Kaffebohnen in die Mühle löffeln. Bohnen aus Columbien, single origin. Besser für die Kaffeebauern, auf Direktimport und eben single origin zu achten. Auf der Packung das schwere deutsche Wort HERKUNFT. Es raunte sie an. Auch so ein Steckwort, am Schaft Kunft zu halten, mit dem Her herumfuchteln, achja, mit dem Her konnte mann auch fremde Länder überfallen. So war das also. Mal wieder Wortdomino spielen: Ursprung, Absprung, Hochsprung. Oder Weitsprung. Da fehlte doch das Bewegungselement.

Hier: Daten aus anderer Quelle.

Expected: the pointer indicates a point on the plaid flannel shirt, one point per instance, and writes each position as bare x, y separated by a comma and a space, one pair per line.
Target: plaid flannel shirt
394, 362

Oder Ab- und Zukunft. Wer von den Jungen, sie war da drauszen, hoffte da momentan lauteren Herzens drauf? Ein Wort aus Astrids bedrohte-Wörter-Büchlein. Lauteren Herzens sein. Sie packte das Müsli und eine Banane für die Mittagspause. Mit dem Kaffee mit geschäumter Milch an den Tisch setzen. Zoe starrte sie vom Kochbuchregal aus an. Das Tier hatte lange keine Bücher mehr heruntergeworfen. Was würde Astrid heute erwarten? Diese letzte Woche vor der Uraufführung waren die reinsten Überraschungstüten. Langsam annähern, Blicke schweifen lassen, den Bus nehmen statt der U-Bahn. Die Sensationen des Gewöhnlichen aufnehmen. Da war zum Beispiel seit einiger Zeit neben dem Supermarkt, dritte Station von zuhause aus, ein Plakat, das behauptete „Zukunft braucht Herkunft“.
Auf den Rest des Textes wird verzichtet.